The Ghost bug on Linux has been dismissed as not "another Heartbleed" by the security vendor Rapid7, referring to an SSL bug that forced many of the web’s biggest companies to patch their systems and reset their customers passwords last year.
Researchers at cybersecurity firm Qualys identified Ghost in an advisory published this week, which remained unpatched on many systems due to it not being labelled as a security problem, despite being fixed as early as 2013.
If present the bug allows hackers to trigger a buffer overflow, which allows adjacent memory on a system to be rewritten, potentially leaving the system entirely open to exploitation.
So far researchers have identified one exploitable case on the Exim mail server, which can be abused via Ghost to execute commands.
HD Moore, chief security researcher at Rapid7, said: "To be clear, this is not the end of the Internet as we know it, nor is it another Heartbleed. In a general sense, it’s not likely to be an easy bug to exploit."

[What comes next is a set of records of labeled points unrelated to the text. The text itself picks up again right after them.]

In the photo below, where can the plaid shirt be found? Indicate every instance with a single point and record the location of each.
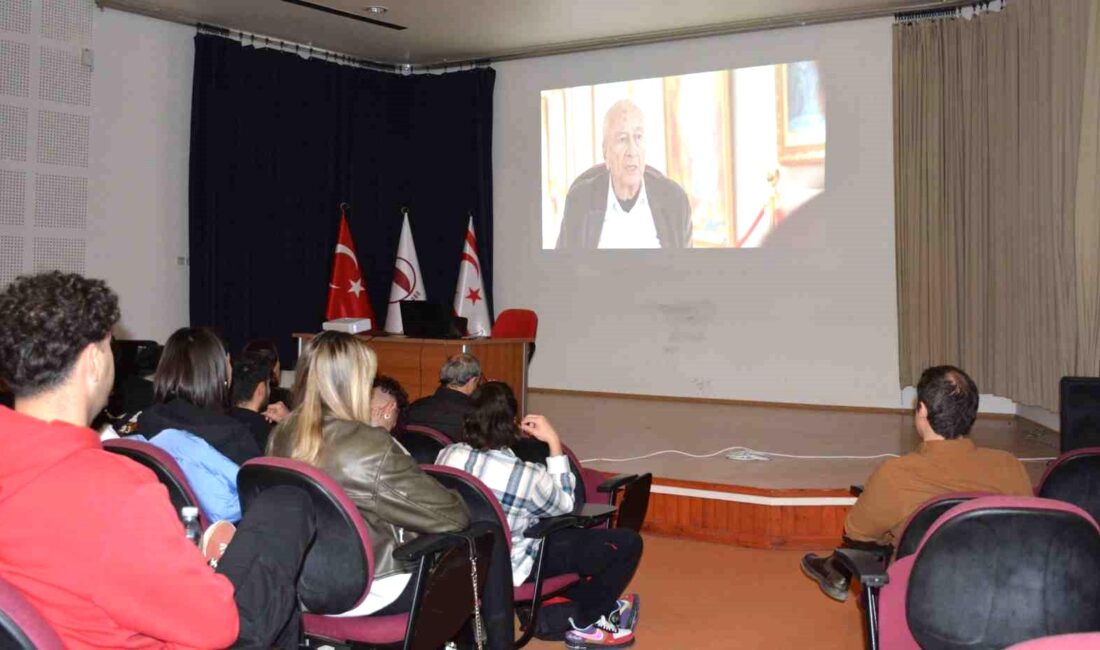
(527, 492)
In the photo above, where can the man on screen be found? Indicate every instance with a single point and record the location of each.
(622, 204)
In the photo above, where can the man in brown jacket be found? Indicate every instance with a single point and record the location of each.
(946, 461)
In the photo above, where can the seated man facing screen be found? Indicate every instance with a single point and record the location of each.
(446, 409)
(946, 461)
(606, 559)
(90, 538)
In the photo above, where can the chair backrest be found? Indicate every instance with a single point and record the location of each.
(1081, 641)
(922, 519)
(1075, 477)
(994, 571)
(337, 572)
(21, 626)
(516, 323)
(480, 499)
(165, 469)
(424, 443)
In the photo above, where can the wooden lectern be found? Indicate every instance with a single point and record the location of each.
(416, 362)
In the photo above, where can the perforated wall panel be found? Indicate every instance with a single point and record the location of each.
(14, 68)
(12, 197)
(11, 259)
(62, 201)
(63, 78)
(15, 17)
(63, 139)
(12, 133)
(55, 253)
(67, 20)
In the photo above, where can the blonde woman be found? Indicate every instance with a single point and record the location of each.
(330, 429)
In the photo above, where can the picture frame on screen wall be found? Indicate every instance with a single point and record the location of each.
(800, 113)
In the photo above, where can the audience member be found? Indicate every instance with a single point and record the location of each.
(389, 404)
(90, 538)
(250, 390)
(946, 461)
(446, 408)
(278, 394)
(330, 429)
(191, 387)
(527, 492)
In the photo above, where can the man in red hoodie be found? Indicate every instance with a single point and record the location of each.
(90, 538)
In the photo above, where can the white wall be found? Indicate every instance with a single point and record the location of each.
(139, 157)
(810, 318)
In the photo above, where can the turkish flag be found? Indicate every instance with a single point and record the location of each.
(470, 292)
(347, 293)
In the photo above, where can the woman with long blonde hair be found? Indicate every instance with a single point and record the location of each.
(330, 429)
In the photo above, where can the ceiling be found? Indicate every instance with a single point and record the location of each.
(442, 31)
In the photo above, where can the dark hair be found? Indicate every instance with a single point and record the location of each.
(952, 399)
(251, 370)
(393, 388)
(492, 422)
(194, 367)
(45, 321)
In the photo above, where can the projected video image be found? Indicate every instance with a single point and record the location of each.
(708, 160)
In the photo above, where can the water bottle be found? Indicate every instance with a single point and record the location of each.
(191, 528)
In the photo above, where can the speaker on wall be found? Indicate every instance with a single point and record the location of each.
(1079, 399)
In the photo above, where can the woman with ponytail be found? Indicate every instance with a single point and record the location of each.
(330, 429)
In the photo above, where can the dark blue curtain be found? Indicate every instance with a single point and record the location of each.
(277, 143)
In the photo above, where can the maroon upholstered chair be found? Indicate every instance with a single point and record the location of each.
(1081, 641)
(1074, 477)
(338, 570)
(990, 572)
(485, 508)
(165, 469)
(21, 626)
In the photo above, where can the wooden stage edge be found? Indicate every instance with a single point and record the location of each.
(752, 517)
(749, 517)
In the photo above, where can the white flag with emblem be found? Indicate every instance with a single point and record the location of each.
(470, 293)
(408, 283)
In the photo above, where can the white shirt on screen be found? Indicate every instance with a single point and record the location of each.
(628, 230)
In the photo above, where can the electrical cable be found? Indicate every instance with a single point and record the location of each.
(745, 453)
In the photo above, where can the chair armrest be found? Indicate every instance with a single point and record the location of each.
(592, 514)
(616, 482)
(865, 565)
(545, 527)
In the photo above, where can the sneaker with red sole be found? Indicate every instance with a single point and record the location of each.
(216, 540)
(602, 634)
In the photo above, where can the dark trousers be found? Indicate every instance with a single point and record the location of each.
(263, 562)
(605, 558)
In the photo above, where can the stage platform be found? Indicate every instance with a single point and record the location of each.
(781, 503)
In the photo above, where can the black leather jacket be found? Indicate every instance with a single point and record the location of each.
(586, 202)
(396, 499)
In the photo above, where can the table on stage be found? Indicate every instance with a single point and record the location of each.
(416, 362)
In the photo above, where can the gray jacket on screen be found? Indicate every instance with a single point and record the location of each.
(586, 202)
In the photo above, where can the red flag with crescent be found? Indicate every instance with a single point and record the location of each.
(347, 289)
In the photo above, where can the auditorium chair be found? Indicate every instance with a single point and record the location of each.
(1081, 641)
(424, 443)
(339, 566)
(21, 626)
(517, 323)
(1074, 477)
(988, 573)
(485, 508)
(165, 469)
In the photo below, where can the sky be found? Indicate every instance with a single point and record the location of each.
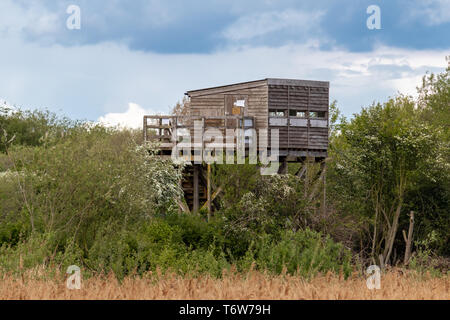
(131, 58)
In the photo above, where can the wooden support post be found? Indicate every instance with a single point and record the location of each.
(283, 166)
(209, 191)
(409, 239)
(325, 188)
(196, 188)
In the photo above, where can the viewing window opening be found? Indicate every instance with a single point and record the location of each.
(298, 114)
(317, 114)
(277, 113)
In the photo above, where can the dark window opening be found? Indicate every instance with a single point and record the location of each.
(277, 113)
(317, 114)
(298, 114)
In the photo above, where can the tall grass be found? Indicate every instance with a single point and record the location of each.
(252, 285)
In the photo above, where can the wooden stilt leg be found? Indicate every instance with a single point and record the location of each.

"Linux-based appliances from a variety of vendors are going to be impacted, though as with most library-level vulnerabilities, the attack surface is still largely unknown."
Despite this he added that the bug could still be "nasty" and that his firm recommended companies immediately patch and reboot their servers, while companies using Linux appliances are advised to contact their service providers.
Linux vendors Red Hat and Ubuntu have already patched their systems in response to Ghost, whilst others are in the process of repairing the problem.